NOW turn we unto King Arthur and his noble knights, which, after the great battle achieved against the Romans, entered into Lorraine, Brabant and Flanders, and sithen returned into Haut Almaine, and so over the mountains into Lombardy, and after, into Tuscany wherein was a city which in no wise would yield themself nor obey, wherefore King Arthur besieged it, and lay long about it, and gave many assaults to the city; and they within defended them valiantly. Then, on a time, the king called Sir Florence, a knight, and said to him they lacked victual, And not far from hence be great forests and woods, wherein be many of mine enemies with much bestial: I will that thou make thee ready and go thither in foraying, and take with thee Sir Gawaine my nephew, Sir Wisshard, Sir Clegis, Sir Cleremond, and the Captain of Cardiff with other, and bring with you all the beasts that ye there can get.

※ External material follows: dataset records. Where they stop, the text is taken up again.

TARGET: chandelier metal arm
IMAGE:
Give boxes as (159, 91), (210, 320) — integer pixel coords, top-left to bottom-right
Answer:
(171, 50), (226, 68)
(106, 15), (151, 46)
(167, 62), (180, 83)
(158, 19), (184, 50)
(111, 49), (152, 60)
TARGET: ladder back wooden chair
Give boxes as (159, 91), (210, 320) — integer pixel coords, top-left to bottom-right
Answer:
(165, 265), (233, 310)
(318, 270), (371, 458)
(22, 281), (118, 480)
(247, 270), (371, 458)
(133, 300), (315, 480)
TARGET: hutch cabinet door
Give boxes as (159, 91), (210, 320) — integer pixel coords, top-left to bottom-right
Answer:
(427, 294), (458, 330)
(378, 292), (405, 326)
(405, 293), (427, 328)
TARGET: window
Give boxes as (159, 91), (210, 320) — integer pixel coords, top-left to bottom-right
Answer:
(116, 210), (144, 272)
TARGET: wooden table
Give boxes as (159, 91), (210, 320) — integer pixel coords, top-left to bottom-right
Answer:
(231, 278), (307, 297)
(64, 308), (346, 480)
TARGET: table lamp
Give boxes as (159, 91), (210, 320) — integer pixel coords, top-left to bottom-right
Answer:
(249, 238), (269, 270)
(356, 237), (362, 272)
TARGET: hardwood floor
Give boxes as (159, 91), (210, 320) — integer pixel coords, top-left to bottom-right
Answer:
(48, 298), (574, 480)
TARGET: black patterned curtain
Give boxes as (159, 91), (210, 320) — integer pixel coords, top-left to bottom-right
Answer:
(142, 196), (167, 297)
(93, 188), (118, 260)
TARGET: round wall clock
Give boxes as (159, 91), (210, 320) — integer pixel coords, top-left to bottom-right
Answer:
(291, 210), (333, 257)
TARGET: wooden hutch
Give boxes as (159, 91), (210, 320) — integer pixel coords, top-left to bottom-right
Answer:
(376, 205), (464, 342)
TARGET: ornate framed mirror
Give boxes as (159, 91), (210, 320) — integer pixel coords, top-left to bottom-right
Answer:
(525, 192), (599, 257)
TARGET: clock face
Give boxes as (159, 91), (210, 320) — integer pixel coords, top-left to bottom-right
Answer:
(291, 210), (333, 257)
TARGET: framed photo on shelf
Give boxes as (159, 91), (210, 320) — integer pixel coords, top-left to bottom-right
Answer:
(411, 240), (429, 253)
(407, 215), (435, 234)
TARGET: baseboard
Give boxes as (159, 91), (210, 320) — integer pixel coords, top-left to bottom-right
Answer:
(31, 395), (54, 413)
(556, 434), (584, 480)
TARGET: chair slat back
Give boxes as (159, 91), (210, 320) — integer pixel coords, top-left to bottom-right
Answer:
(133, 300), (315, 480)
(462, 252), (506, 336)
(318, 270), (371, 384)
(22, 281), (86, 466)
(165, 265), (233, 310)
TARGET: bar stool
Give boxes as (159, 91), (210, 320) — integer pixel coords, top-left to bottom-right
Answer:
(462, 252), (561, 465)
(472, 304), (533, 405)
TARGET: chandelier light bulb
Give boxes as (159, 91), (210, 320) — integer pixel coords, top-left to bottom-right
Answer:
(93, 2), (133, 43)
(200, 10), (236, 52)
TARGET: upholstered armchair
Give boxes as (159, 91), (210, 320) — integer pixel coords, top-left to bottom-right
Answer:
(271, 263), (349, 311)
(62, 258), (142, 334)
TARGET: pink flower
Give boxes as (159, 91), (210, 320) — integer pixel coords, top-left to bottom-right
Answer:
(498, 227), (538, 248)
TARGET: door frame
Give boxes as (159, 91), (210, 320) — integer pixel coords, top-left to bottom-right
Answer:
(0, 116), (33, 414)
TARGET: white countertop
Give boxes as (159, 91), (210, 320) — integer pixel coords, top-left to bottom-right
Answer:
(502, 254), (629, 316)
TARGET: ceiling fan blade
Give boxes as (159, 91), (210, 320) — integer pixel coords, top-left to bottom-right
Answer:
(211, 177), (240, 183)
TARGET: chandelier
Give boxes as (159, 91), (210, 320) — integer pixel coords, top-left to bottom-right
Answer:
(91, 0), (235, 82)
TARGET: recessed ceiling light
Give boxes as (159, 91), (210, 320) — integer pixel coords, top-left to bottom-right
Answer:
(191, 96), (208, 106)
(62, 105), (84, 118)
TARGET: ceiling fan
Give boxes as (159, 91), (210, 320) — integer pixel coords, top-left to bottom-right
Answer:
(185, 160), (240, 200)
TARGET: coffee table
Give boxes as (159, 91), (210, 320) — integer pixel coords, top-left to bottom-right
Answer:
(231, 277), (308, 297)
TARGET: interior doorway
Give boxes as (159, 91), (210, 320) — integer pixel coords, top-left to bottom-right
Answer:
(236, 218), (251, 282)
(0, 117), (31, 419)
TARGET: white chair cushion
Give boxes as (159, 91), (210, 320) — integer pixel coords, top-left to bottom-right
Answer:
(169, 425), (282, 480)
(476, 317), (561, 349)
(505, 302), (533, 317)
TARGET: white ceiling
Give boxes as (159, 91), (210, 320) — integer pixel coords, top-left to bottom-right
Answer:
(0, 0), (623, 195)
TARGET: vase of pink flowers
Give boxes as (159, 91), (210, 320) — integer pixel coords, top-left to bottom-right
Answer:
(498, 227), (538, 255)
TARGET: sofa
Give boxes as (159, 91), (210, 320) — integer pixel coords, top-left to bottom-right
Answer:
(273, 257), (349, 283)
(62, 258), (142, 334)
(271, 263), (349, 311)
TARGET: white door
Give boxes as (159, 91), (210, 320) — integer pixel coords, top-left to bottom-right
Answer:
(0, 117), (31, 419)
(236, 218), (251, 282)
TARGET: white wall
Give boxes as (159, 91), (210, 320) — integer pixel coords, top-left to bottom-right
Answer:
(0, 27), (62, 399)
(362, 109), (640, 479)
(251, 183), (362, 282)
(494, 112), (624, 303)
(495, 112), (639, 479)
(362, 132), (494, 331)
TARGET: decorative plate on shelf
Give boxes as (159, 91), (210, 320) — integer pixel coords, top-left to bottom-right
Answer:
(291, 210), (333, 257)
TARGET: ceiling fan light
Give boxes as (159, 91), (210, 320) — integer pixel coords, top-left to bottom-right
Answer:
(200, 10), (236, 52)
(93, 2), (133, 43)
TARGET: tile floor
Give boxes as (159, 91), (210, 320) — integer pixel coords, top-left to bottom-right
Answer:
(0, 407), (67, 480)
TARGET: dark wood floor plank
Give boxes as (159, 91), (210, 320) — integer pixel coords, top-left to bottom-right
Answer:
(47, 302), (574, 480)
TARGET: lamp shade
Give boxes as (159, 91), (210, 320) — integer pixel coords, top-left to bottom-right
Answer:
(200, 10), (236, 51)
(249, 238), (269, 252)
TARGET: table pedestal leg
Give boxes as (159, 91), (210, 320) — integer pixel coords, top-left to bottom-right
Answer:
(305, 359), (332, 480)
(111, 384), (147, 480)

And anon these knights made them ready, and rode over holts and hills, through forests and woods, till they came into a fair meadow full of fair flowers and grass; and there they rested them and their horses all that night. And in the springing of the day in the next morn, Sir Gawaine took his horse and stole away from his fellowship, to seek some adventures. And anon he was ware of a man armed, walking his horse easily by a wood's side, and his shield laced to his shoulder, sitting on a strong courser, without any man saving a page bearing a mighty spear. The knight bare in his shield three griffins of gold, in sable carbuncle, the chief of silver. When Sir Gawaine espied this gay knight, he feutred his spear, and rode straight to him, and demanded of him from whence that he was. That other answered and said he was of Tuscany, and demanded of Sir Gawaine, What, profferest thou, proud knight, thee so boldly? here gettest thou no prey, thou mayest prove what thou wilt, for thou shalt be my prisoner or thou depart. Then said Gawaine, thou avauntest thee greatly and speakest proud words, I counsel thee for all thy boast that thou make thee ready, and take thy gear to thee, to-fore greater grame fall to thee.